8 internautes sur 9 ont trouvé ce commentaire utile 
4.0 étoiles sur 5 Still something to be desired 23 mai 2011
Par Amazon Customer - Publié sur
Much like when you write a review for Amazon you write it very rushed and off the top of your head. I feel as though that is how Scott Weiland wrote this memoir. Instead of carefully detailing what should be said and making a very concise, clear, and raw story, it just becomes a string of small blips about his life rather than a readable story.

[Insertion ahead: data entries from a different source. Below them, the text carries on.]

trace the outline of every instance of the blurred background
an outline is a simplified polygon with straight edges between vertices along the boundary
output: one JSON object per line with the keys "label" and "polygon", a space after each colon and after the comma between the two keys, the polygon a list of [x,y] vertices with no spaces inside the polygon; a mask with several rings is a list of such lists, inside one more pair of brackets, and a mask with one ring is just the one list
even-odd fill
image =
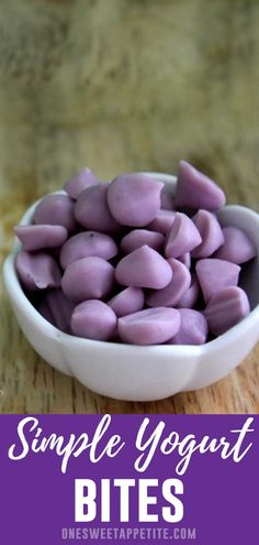
{"label": "blurred background", "polygon": [[0,0],[0,13],[1,259],[29,204],[85,165],[110,179],[187,159],[259,210],[258,0]]}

Major events are covered in just a sentence, chapters don't seem to have an order to them, and he has picked and chosen what he wants you to know. After finishing it I feel there is a lot that wasn't told. I also feel it's impossible to talk about this memoir without mentioning Mary Forsberg's memoir, which is a little more detailed than Weiland's. You do get more insight into STP, Velvet Revolver, and his solo work and where the inspiration for the lyrics came from or the story they tell. But some of them are already well known from past interviews and could be found online.

People have put too much focus on what isn't in the book rather than what is. The stories he does tell range from one sentence to entire chapters. The emotions he describes are genuine, but somethings are dragged on while most are just stated and then forgotten about. For instance (SPOILER ALERT) he tells about the morning him and Dean Deleo flew to New York, high and hungover, and recorded the famous acoustic edition of "Plush" at MTV. This takes about half a page. However his break up with his first ex-wife, Janinna, takes about a paragraph. The only thing you can say negatively about the book is what Weiland has left out (or what people feel he has left out). But what is in it is well worth the read for a little more insight into his life.
10 internautes sur 12 ont trouvé ce commentaire utile 
3.0 étoiles sur 5 288 "Soft" Pages 20 mai 2011
Par Mikey - Publié sur
Format:Relié|Achat vérifié
This book is reported at 288 pages. I would call it a "Soft" 288 pages. Many pages are blank or all black. Others have pictures or large song lyrics on them, leaving room for a paragraph or so.

Scott Weiland is loved principally because of STP and Velvet Revolver. Yet he provides frustratingly little details about his time in the bands.

"Perla, Slash's wife was getting so involved with the band that she was even in the meetings."

Okay. What was she doing? How was it disruptive?

He glosses over STP's rise to fame, as well as the bands few breakups. Very little gritty detail about tour stories, band conflicts, and generally things that fans of Weiland crave details about.

I finished this book in like less than 3 hours. Overall disappointing.